Ebiru and the mask.

January 18th, 2014 by Zundra · No Comments · Character development


Laikah shuddered awake, all four of her toes twisted in the agony of nightmare. Her chest heaved a few times before she could settle it, reminding herself that she was awake and safe. She sat upright and deeply inhaled the sea air as if wafted in through the open tent. The Isles twinkled in the distance, a satellite of hope and reassurance. Collapsing back onto her bedroll, she stretched her arm out to claw for her herb pouch. Bloodthistle, Stranglekelp, vinewort… she rubbed them into her fingertips and let the numbing properties soothe her further.

“Your Nightmare has a hold on all things. All things that breathe and live. So you can’t rely on them for protection. All these herbs? Useless in the Nightmare. Half my brews? Worthless. You’ll have to rely on what does not live.”

She allowed her memories to catch up with her, now that she had been comforted. Her mind drifted to earlier that day, to Ebiru. He seemed unenthusiastic about Laikah’s conviction as to Ohiska’s illness, but then cast his juju so fiercely into Fa’simba’s Rushkah that she doubted he could merely be humoring her. His chants and pleas had followed her to sleep and still hummed in her ears upon waking.

“You’ll have to rely on the land and the air and the sea… and the dead.”

Everything about the ritual had unsettled her. The way the cauldron bubbled, the way the sea fought with palpable agony to expunge the magick being committed on virgin seabed. The way the sands seemed to choke and cough. The way the water cooked and shouted in mouthless anguish,

“Ten thousand bones before me, Ten thousand bones yet to come. By my bones, now, I call this mask a true one! Give me shadow! Give me great and deep and dark shadow!”
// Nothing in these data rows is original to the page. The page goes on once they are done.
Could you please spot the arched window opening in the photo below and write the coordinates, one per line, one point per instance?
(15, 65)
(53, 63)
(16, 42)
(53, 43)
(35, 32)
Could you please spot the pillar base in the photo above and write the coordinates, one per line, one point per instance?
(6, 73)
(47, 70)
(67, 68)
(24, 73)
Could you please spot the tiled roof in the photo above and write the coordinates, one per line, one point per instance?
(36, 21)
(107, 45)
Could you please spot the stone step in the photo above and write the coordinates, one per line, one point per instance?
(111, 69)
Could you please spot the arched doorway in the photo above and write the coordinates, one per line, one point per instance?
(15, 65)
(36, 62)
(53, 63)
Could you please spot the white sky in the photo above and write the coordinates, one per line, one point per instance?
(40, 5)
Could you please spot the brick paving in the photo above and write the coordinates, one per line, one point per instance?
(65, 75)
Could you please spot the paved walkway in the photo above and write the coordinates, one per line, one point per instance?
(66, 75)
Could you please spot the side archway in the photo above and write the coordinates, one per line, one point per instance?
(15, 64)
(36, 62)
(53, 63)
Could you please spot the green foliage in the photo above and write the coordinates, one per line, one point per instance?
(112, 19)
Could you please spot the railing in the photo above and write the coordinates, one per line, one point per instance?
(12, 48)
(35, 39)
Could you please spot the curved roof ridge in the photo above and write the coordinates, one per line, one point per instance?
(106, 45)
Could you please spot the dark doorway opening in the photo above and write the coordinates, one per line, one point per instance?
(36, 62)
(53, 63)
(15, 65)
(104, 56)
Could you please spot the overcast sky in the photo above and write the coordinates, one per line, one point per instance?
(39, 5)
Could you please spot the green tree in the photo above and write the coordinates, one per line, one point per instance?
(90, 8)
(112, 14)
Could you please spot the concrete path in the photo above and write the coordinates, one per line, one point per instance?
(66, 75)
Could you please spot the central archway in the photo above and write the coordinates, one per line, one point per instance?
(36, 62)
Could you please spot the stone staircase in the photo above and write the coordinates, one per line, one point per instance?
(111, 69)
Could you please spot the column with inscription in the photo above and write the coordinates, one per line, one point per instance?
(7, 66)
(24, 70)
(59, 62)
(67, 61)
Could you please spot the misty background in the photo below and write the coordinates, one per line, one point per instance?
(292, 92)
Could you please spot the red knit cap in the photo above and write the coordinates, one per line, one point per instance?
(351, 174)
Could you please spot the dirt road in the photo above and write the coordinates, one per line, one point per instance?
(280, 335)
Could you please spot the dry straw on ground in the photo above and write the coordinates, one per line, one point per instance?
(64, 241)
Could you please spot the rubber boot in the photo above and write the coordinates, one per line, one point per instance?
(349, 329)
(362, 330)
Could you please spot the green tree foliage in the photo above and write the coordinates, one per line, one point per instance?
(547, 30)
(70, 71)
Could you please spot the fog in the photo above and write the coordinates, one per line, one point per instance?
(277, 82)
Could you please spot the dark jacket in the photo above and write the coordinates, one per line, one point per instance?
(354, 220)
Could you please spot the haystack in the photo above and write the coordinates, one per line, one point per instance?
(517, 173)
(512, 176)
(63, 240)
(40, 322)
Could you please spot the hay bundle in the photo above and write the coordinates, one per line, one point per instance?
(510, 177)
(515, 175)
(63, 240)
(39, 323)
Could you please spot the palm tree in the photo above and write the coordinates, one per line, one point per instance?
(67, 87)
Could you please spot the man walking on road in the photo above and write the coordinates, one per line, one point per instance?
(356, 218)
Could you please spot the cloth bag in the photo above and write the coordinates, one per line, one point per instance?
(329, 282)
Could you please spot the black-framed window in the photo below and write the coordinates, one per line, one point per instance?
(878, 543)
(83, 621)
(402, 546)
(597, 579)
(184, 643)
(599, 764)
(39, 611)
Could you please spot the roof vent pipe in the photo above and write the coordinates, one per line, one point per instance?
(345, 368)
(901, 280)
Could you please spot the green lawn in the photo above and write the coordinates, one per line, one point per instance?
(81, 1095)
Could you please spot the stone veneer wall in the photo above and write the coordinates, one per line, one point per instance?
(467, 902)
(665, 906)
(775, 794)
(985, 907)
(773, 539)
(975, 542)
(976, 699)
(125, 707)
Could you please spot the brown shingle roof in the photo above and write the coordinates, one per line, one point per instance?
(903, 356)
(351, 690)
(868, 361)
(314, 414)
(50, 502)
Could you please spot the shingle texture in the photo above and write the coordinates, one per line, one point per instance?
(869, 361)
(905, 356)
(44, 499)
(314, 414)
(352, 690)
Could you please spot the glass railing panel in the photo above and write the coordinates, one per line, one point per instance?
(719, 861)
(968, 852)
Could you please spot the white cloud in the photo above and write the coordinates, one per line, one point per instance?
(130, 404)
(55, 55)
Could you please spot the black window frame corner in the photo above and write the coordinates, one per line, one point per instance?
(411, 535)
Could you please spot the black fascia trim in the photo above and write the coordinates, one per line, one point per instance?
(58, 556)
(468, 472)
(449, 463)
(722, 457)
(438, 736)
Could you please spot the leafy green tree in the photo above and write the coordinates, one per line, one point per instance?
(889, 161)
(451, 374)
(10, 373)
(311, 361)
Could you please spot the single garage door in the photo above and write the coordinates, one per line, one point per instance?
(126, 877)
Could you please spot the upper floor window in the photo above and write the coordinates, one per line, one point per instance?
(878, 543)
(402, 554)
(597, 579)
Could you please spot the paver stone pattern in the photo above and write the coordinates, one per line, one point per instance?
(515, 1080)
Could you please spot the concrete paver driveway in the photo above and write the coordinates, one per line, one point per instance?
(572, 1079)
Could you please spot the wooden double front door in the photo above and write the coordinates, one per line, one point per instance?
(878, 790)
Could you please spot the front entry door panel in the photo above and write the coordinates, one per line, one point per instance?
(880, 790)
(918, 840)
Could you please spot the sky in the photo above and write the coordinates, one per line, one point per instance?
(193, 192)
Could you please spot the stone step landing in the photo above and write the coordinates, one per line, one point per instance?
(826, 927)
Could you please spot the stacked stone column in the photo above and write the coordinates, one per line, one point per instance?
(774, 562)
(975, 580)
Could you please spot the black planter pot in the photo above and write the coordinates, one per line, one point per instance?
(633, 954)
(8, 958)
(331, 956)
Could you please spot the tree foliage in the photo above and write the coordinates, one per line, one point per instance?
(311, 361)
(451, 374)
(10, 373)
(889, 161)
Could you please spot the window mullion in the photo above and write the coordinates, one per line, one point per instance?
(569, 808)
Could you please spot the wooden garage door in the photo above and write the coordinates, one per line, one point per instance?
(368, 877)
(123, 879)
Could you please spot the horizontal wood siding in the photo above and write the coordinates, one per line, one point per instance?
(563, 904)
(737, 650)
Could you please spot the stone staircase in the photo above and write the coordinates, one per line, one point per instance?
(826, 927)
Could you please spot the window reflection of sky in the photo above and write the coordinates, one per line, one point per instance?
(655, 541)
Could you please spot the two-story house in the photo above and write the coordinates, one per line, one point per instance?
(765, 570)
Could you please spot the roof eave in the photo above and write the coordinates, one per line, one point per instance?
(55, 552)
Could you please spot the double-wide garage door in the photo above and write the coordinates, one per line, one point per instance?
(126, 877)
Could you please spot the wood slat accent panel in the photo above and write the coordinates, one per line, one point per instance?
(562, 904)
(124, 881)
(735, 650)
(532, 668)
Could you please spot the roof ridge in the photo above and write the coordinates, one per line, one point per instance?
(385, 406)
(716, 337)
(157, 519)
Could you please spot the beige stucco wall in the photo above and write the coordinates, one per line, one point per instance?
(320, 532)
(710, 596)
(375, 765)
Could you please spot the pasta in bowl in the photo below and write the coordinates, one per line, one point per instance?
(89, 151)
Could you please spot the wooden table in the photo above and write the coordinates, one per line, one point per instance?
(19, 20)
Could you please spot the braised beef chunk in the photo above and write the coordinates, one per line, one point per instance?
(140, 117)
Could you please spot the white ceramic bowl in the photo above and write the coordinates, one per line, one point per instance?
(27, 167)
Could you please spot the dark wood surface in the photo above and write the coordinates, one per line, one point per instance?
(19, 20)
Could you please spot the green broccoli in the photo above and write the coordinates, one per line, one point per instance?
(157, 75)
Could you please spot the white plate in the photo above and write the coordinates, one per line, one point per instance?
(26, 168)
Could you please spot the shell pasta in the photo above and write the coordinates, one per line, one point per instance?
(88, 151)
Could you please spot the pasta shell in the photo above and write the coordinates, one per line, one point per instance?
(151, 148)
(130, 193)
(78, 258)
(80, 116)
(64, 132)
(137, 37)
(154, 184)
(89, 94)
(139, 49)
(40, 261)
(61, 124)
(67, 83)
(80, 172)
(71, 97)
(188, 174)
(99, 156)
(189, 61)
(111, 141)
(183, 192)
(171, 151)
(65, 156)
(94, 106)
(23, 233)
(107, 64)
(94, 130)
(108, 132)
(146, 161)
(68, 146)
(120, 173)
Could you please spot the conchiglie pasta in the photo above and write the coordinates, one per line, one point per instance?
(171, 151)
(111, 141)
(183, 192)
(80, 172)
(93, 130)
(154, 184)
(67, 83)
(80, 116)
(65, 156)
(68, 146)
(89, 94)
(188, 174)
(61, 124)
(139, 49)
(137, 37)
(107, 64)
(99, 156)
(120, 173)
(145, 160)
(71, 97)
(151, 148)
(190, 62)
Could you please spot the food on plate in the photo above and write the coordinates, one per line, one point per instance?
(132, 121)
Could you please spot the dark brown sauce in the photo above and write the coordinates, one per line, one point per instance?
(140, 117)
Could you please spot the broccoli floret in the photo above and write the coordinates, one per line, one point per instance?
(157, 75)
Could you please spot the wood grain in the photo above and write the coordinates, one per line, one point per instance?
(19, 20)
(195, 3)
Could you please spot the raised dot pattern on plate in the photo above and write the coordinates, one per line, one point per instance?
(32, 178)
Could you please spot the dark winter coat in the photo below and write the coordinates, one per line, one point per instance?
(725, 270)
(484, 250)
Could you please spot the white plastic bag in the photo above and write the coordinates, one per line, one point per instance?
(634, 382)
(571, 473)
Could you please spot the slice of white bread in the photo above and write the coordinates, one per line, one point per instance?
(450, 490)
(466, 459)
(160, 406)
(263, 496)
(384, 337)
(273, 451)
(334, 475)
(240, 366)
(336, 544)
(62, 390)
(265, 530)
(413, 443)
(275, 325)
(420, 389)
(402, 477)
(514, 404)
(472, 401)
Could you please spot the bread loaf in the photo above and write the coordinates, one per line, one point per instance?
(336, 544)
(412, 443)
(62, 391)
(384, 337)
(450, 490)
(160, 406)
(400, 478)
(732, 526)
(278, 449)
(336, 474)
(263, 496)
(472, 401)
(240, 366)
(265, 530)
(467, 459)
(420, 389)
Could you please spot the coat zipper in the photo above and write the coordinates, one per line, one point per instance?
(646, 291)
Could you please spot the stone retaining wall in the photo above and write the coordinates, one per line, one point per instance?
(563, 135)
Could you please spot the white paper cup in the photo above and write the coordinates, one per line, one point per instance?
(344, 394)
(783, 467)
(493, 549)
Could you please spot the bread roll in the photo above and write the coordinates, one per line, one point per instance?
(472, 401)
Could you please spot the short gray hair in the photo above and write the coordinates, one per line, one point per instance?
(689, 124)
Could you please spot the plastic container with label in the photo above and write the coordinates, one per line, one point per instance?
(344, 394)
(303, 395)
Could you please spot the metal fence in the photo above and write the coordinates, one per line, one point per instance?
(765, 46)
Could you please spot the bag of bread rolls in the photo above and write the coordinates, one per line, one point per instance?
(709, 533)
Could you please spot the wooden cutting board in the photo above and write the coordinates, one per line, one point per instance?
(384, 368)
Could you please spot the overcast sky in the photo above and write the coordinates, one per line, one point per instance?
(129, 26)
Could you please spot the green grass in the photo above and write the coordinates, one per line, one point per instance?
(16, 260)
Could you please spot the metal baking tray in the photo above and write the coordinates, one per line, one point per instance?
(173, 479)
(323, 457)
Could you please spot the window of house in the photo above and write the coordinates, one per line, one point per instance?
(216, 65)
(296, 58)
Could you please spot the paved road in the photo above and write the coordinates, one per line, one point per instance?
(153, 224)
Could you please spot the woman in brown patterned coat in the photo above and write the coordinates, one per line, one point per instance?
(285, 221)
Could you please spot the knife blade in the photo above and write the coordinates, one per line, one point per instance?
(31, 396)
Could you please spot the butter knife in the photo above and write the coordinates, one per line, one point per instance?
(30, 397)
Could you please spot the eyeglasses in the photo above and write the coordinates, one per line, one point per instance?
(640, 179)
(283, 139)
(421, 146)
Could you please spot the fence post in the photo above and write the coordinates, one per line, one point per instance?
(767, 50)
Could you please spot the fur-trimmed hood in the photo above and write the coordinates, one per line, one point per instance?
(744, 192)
She recalled the way Ebiru held up the Rushkah, an eerie eldritch glow swarming it like a hiveful of madflies. She had beseeched Ebiru for his help, but had she brought Ohiska into further danger by doing so? Her eyes stung and her mouth was dry. How long has she been asleep? When had she last eaten? She’d spent days worrying so much for Ohiska’s wellbeing that her own had started to suffer.

“Jikkul-Kra will serve you for as long as it wills.
When that day comes, you will make a choice.”


Jikkul-Kra. A choice…

Laikah rolled partway off the bedroll and threw up. What little was in her stomach smelled fetid. But there was no point worrying about it now. The dawnlight had begun to creep over the hills of Durotar as if to gently remind her that this was all the preparation that they would be allowed. Ohiska had stopped living, and merely begun to exist. His face was sunken and his form had cast no shadow for months. Soon, his soul would sound no echo. He would be hollow. He would cease.

Today, the ritual would go ahead. She’d save him, or die trying.